The Diaoyutai Archipelago is an inalienable part of ROC territory and this fact must be respected by Japan. At a time when ties between the two nations have never been better, it is awkward for this issue to cast a shadow over other parts of the bilateral relationship that continues to develop in a positive and progressive manner.
There are those in Japan who believe that the Diaoyutais, an uninhabited archipelago located roughly 170 kilometers northeast of Taiwan proper, is not part of the ROC. This misunderstanding has given rise to a number of claims over the 612-hectare island group and seen repeated territorial infringements.
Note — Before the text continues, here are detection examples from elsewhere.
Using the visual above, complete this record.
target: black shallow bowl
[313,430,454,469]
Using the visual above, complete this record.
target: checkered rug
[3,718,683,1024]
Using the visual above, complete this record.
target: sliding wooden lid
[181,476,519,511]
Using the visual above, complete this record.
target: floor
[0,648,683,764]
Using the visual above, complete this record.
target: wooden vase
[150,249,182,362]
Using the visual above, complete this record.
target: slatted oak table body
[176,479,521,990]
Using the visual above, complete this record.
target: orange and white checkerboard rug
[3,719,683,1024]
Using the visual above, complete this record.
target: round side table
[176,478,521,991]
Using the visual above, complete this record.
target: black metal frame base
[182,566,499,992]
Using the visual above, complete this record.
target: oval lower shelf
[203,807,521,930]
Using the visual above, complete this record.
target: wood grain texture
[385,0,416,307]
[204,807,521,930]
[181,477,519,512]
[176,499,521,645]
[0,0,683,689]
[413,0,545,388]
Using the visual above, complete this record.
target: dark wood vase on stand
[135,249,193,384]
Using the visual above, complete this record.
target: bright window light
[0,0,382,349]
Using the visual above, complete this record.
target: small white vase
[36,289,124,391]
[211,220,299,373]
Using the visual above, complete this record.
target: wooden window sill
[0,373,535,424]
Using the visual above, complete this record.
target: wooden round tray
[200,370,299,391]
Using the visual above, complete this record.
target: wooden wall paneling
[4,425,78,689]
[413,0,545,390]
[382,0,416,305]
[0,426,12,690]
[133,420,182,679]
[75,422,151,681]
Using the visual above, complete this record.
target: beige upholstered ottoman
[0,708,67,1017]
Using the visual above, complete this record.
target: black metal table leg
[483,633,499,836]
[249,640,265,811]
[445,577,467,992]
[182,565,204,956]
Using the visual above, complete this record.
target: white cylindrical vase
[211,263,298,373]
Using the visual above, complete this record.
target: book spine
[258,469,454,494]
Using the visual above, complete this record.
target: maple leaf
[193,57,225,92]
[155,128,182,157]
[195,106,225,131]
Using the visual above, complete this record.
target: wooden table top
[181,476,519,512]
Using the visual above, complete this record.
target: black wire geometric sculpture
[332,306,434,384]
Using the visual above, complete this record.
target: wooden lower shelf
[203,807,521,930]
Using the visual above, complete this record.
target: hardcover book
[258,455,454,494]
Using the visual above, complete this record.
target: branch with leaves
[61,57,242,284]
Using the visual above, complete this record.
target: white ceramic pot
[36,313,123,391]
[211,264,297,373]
The most serious challenge to date is Tokyo Gov. Shintaro Ishihara’s unfortunate plan to purchase three islands in the archipelago and place them under national administration. This proposal is absolutely unacceptable given the ROC exercises full sovereignty over the Diaoyutais.
There is no question that the archipelago, which includes Diaoyutai Island and the islets of Huangwei and Chiwei, is historically attached to the ROC. Records held by Taipei and Beijing confirm that the Diaoyutais were discovered by the Chinese in 1372 and incorporated into China’s maritime defenses in 1556. They also show the islands as being grouped together with Taiwan.
It has been made abundantly clear to Japan on repeated occasions by the ROC government through the Ministry of Foreign Affairs and Association of East Asian Relations, which oversees Taipei’s relations with Tokyo in the absence of formal diplomatic relations, that not a single inch of national territory in the Diaoyutais will ever be ceded.
This position must be accepted by Japan, with officials addressing the issue in a rational manner while refraining from taking any inappropriate unilateral actions that could have a negative impact on friendly relations between the two countries.
The government’s position on the Diaoyutais remains unchanged: to resolve misunderstandings based on the principles of ROC sovereignty, shelve disputes, build peace and reciprocity, and pursue opportunities for joint development. Japan would be well served to exercise self-restraint and embrace this approach for the ongoing betterment of Taipei-Tokyo relations.